Now available: Sketch for continuous audio classification on Arduino

By popular demand: we now have a sketch for doing continuous audio classification. This should make it trivial to make your Arduino respond to audible events around you, like keywords, birds tweeting, alarms going off etc. Because this runs continuous you’ll never miss an event. To grab the new example go to Deployment and select Arduino library and import in the Arduino IDE. The new sketch will be listed under ‘Examples’ and is named nano_ble33_sense_audio_continuous. As the name implies this was built for the Nano 33 BLE Sense, but this will work on other targets that are compatible with the PDM library too.

To make your device do something when it hears f.e. a keyword take a look at the loop function. F.e. you can add this:

bool heard_keyword = false;
for (size_t ix = 0; ix < EI_CLASSIFIER_LABEL_COUNT; ix++) {
    if (strcmp(result.classification[ix].label, "edgeimpulse") == 0 && 
        result.classification[ix].value > 0.7) {

        heard_keyword = true;
    }
}

if (heard_keyword) {
    digitalWrite(13, HIGH);
}
else {
    digitalWrite(13, LOW);
}

:rocket:

@timlester @Andrew923 @Robotastic, I know you’ve been wanting this!

2 Likes

@janjongboom indeed thanks. I had it working somewhat before, but it’ll be nice to see how to do it the right way with the new deployment.

1 Like

This is great! It is a much cleaner implementation than what I did and it flagged some thing interesting. The DSP & Classification processing time is much longer than the slice length. The weird part is that it takes almost much time to process a slice as it does to process a full sample.

I am working with 2 second samples. I have left it the default 3 slices per model window.

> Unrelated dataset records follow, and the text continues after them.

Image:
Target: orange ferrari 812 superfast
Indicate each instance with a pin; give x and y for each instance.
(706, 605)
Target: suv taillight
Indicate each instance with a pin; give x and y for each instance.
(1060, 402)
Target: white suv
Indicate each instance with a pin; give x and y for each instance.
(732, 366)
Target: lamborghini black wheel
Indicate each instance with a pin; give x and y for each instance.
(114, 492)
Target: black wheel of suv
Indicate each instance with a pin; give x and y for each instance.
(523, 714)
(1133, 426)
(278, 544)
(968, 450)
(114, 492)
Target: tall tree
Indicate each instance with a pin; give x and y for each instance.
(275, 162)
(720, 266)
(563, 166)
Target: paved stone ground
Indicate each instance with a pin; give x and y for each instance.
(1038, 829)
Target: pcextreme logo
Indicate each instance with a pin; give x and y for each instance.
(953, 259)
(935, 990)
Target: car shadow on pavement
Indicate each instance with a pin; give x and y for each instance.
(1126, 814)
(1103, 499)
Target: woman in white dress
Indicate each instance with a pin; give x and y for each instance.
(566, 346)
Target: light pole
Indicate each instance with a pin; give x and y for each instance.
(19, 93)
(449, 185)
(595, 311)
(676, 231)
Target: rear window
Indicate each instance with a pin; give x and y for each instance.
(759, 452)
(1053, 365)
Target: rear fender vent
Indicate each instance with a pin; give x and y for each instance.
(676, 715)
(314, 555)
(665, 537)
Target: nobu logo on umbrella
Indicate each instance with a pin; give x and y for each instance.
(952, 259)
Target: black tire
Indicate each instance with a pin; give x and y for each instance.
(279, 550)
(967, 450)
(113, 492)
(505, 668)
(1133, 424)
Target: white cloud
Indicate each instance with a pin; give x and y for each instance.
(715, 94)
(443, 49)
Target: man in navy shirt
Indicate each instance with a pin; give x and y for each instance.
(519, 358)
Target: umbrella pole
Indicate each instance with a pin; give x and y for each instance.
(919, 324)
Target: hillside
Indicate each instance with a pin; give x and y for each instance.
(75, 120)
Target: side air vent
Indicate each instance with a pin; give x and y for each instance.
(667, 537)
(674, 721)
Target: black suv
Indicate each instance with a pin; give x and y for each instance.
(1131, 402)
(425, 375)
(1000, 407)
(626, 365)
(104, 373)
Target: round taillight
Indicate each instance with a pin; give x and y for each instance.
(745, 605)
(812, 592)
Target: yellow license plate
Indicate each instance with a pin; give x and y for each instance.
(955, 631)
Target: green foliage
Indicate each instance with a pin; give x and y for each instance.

When I run the standard audio inferencing example, that is not continuous, I get the following timings:
Predictions (DSP: 1461 ms., Classification: 417 ms., Anomaly: 0 ms.):

When I run the continuous example, I get the following timings:
Predictions (DSP: 1079 ms., Classification: 418 ms., Anomaly: 0 ms.):

I double checked the sizing of different definitions:
Inferencing settings:
Interval: 0.06 ms.
Frame size: 32000
EI_CLASSIFIER_SLICE_SIZE: 10666
EI_CLASSIFIER_SLICES_PER_MODEL_WINDOW: 3
EI_CLASSIFIER_RAW_SAMPLE_COUNT: 32000
Sample length: 2000 ms.
No. of classes: 2

I would have expected the DSP/Classifying times to be about 1/3 since it is processing 1/3 of the samples. Is there some fixed overhead for both? I also timed the loop() to double check the timing numbers in the results structure and they seem to be measured correctly.

I am just using too complex a DSP / NN to be able to do continuous processing? Or is there something in run_classifier_continuous() that is not adjusting to the slice size?

@Robotastic there’s significant time spent on normalising the feature array which always needs to be done on the full 2 seconds of data, so doing it sliced does not reduce the time spent by as much as you’d think. Quick tip would be to disable filter bank quantisation (see config.hpp) that will save some time.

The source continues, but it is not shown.